O evento estava agendado para as 16h00, mas muito antes já havia quem fizesse fila de forma a conseguir o melhor lugar para voltar a ouvir Eugénia Lima, que já completou 85 anos de idade e 81 de palco. Houve quem se tivesse deslocado de outras zonas do Algarve e a organização teve mesmo que improvisar alguns lugares sentados no fundo da plateia, para que ninguém deixasse de assistir à atuação de uma das maiores acordeonistas de sempre.

"Nunca pensei que passados 65 anos desde a primeira vez que vim ao Algarve e mais de 30 desde a última que estive no sotavento, o público ainda se lembrasse de mim e ainda gostasse de me ouvir. Dizer que estou feliz por voltar ao Algarve é pouco. Estou honrada", referiu a acordeonista, visivelmente emocionada.

O espetáculo começou com a atuação de diversos acordeonistas, que interpretaram temas da autoria de Eugénia Lima. Entre atuação e atuação, a acordeonista foi contanto um pouco da sua vida, da sua carreira e contou histórias que a marcaram ao longo de cerca de oito décadas de palco.

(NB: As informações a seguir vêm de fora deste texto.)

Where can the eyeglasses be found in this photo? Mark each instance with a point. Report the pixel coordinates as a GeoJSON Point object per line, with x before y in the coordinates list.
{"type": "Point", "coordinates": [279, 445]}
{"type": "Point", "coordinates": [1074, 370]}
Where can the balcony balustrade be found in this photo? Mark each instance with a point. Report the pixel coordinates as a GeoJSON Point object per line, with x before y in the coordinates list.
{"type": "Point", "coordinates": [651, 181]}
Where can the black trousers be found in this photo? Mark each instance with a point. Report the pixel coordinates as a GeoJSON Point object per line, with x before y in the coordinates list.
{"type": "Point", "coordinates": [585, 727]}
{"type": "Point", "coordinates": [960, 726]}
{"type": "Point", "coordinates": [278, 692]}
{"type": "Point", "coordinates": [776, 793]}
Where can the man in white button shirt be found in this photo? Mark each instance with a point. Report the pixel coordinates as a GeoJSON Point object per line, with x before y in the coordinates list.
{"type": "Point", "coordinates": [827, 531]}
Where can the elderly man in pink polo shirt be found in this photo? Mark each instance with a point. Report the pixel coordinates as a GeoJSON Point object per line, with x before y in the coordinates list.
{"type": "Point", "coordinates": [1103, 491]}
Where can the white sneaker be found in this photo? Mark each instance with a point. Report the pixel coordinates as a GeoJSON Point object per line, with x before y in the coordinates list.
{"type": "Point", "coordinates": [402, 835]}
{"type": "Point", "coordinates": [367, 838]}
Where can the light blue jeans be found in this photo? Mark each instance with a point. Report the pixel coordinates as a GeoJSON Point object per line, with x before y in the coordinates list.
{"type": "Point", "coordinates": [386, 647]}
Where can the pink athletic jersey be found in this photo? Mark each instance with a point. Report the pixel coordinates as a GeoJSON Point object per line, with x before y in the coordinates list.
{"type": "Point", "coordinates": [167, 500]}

"As músicas que fiz, foram feitas por amor à arte e refletem o meu estado de espírito naquela altura. Mais de oitenta por cento das minhas músicas nasceram no palco, de improviso", revelou.

 

"Tento viver cada dia o melhor que posso"

 

Antes da sua atuação, a mais aguardada da tarde, Eugénia Lima ainda referiu o facto de ser doente de Parkinson e deixou uma mensagem de ânimo a quem está na mesma situação: "Tenho uma doença que tem incapacitado muita gente, mas não me deixo vencer por ela facilmente. Já não tenho idade para fazer projetos a longo prazo, mas tento viver cada dia o melhor que posso".

Eugénia Lima nasceu em Castelo Branco, há 85 anos, e subiu pela primeira vez a um palco aos quatro anos. Quando completou 13 anos, o pai tentou inscreve-la no Conservatório de Lisboa, mas os responsáveis disseram-lhe que o acordeão não tinha entrada naquela instituição e a sua candidatura foi rejeitada.

Só conseguiria o diploma aos 55 anos, em França. Por isso, diz que, até àquela altura, teve "um diploma passado pelo público". Considera que, hoje em dia, "é muito fácil ser reconhecido e ser famoso", pois "basta cinco minutos de televisão", enquanto antes "era preciso percorrer as vilas e as aldeias do país durante muitos anos".

Atualmente, Eugénia Lima é diplomada com o Curso Superior de Acordeão, na Categoria de Professora, pelo Conservatório de Paris. O seu nome figura no Dicionário Mundial de Mulheres Notáveis.